Je me redressai autant que je le pouvais, regardant l'homme en blouse blanche qui s'activait autour de mon lit. Il ne s'était pas encore rendu compte que je m'étais réveillé. Mais quand il se retourna vers moi, je le reconnus aussitôt. C'était l'un des fidèles assistants de Jeremy, l'un des rares à être dans la confidence de mon petit secret.

— Où est Jeremy ? parvins-je à articuler.

— Comment te sens-tu, Miö ?

Je fronçai les sourcils. Est-ce que j'avais l'air d'aller bien ?

— Où est Jeremy ? demandai-je encore. C'est lui que je veux.

Il secoua la tête et me pressa l'épaule pour me forcer à m'allonger sur le lit.

— Miö... Jeremy et toi, je vous ai retrouvé dans les toilettes, à moitié mort de faim. Je ne sais pas depuis combien de temps vous étiez enfermés, mais...

— Lundi.

L'infirmier poussa un hoquet de stupéfaction, avant de se reprendre :

— Nous sommes vendredi. Ça faisait quatre jours que vous étiez là-dedans ! Et vous étiez tellement malades que vous n'aviez même plus la force de vous lever pour boire au robinet. Tu dois certainement à tes gênes bizarres d'être en vie.

Je fermai les yeux en soupirant, alors que l'infirmier allait vérifier mes perfusions. J'étais si fatigué que je passai tout près de sombrer, quand un détail me revint en mémoire :

— Si je dois à mes gênes d'être encore en vie... qu'en est-il de Jeremy ?

L'homme, qui s'apprêtait à sortir de la pièce, s'arrêta sur le seuil et se retourna lentement vers moi. Je compris ce qu'il allait me dire une seconde avant qu'il ne le fasse, rien qu'à sa tête ; deux grosses larmes coulaient sous chacun de ses yeux.

— Jeremy est mort. La grippe avant la faim a eu raison de lui.

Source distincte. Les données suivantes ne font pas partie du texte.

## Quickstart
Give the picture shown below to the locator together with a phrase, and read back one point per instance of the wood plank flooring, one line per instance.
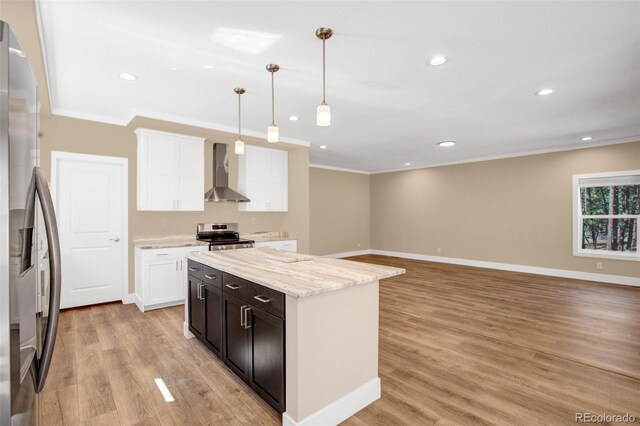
(458, 345)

Puis l'infirmier quitta précipitamment la chambre, sans me permettre de répondre quoi que ce soit.

Je restai un moment immobile, continuant de fixer la porte close, m'efforçant de trouver un sens caché à ce qu'il venait de me révéler. Il y en avait forcément un.

Je reposai ma tête sur l'oreiller, n'ayant plus la force la tenir en l'air plus longtemps, et fermai les yeux, préférant dormir que d'essayer d'y comprendre quelque chose.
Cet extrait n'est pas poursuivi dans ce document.